I'm especially curious where SCDP found the cash to make those hires, since last episode made a big deal out of their budget issues. Even so, I thought all of the office goings-on were consistently funny, and watching the characters react to the Dawn-Don situation was my favorite part of the episode.
As far as Ginsberg goes, I'm going to reserve judgement on the character until we get to know him better. He came off as a bit tactless and grating, something that Weiner and company no doubt intended, and I'm interested to see where they go with his character. While a romance with Peggy wouldn't be surprising, I hope that "Mad Men" is smart enough to keep things from getting too incestuous at the agency, and I also hope that Ginsberg gets another suit before he starts work. However, I was completely baffled by that final scene with his father, and I'm curious to get your take on it.

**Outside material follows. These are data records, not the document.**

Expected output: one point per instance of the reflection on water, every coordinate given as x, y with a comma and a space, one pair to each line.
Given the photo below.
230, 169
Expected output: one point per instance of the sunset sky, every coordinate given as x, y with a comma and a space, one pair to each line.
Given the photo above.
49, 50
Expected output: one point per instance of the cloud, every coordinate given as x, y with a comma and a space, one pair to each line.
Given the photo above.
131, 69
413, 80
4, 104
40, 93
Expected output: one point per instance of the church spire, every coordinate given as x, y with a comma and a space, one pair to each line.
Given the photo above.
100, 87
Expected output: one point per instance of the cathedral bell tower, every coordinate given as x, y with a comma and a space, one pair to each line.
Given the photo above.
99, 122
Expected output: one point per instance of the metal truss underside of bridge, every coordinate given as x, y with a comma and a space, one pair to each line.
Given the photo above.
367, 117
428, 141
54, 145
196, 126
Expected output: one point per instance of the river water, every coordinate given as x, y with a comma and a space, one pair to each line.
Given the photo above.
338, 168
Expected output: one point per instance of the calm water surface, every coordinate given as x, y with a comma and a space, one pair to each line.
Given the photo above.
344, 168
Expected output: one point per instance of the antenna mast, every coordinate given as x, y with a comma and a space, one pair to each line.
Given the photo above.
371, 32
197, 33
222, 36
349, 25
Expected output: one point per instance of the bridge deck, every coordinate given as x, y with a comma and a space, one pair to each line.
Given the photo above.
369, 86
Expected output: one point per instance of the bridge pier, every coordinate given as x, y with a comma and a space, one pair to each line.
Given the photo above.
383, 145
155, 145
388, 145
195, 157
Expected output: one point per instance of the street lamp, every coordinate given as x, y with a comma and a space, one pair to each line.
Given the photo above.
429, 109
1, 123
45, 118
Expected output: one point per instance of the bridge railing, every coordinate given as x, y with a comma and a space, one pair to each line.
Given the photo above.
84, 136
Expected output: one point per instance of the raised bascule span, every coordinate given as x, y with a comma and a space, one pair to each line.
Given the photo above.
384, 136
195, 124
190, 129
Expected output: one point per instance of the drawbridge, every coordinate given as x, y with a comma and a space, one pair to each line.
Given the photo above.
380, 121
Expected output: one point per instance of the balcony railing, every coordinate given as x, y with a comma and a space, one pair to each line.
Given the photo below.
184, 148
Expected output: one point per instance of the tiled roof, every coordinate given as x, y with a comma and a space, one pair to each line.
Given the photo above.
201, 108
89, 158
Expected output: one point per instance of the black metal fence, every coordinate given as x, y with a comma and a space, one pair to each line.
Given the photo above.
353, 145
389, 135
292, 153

Katie: Yeah, the minute, day-to-day office dramas still maybe give me the most pleasure of anything this show, and maybe that's why I've been put off by this season so far; what with all the table-setting, the SCDP office itself seems to have been getting the short shrift.
And in that vein: no Joan this week! Last week her entire conflict centered around her stifling boredom at home raising new baby Kevin. This week I expected her to at least be back to work (where she, let's face it, really belongs), but she wasn't anywhere to be found. I'll tell you what I'm psyched for though — I'd love to see her go face-to-face with that uppity new copywriter Ginsberg. No one messes with Joanie in her domain. I was similarly baffled by Ginsberg's moment with his father, however.
A few stray details I enjoyed in “Tea Leaves:”
• Henry's dig at George Romney (father of Mitt), who, at the time, was a rising star in the Republican party,
• Betty's call to Don to tell him about her medical crisis — they've seemed to reach a place of comfortable respect, and Don even called used her old nickname “Birdie.” Awww. Am I the only one who wants those crazy kids back together?
• Don's constant dismissals of bumbling, pervy Harry: “Saturday night was fun.” “Okay.” Hilarious.
• Peggy's adorable green dress with the orange bow and white collar.
Alex: To wrap things up, let's touch on the increasingly irrelevant former half of Sterling Cooper Draper Pryce. As we saw last week, Cooper is rarely even included in meetings anymore, and Sterling is becoming a fossil far more quickly than he'd like.
As great as John Slattery is in the role (and he really is great - look at that ice in his eyes as he applauds after Pete disses him in the lobby), I think his days in the agency are numbered. A wayward comment to one of the agency's diverse new hires or a similar screw-up could prove to be the nail in Rogers's coffin, and I'm looking forward to seeing how he deals with his company slipping away from him. My prediction - it won't be pretty.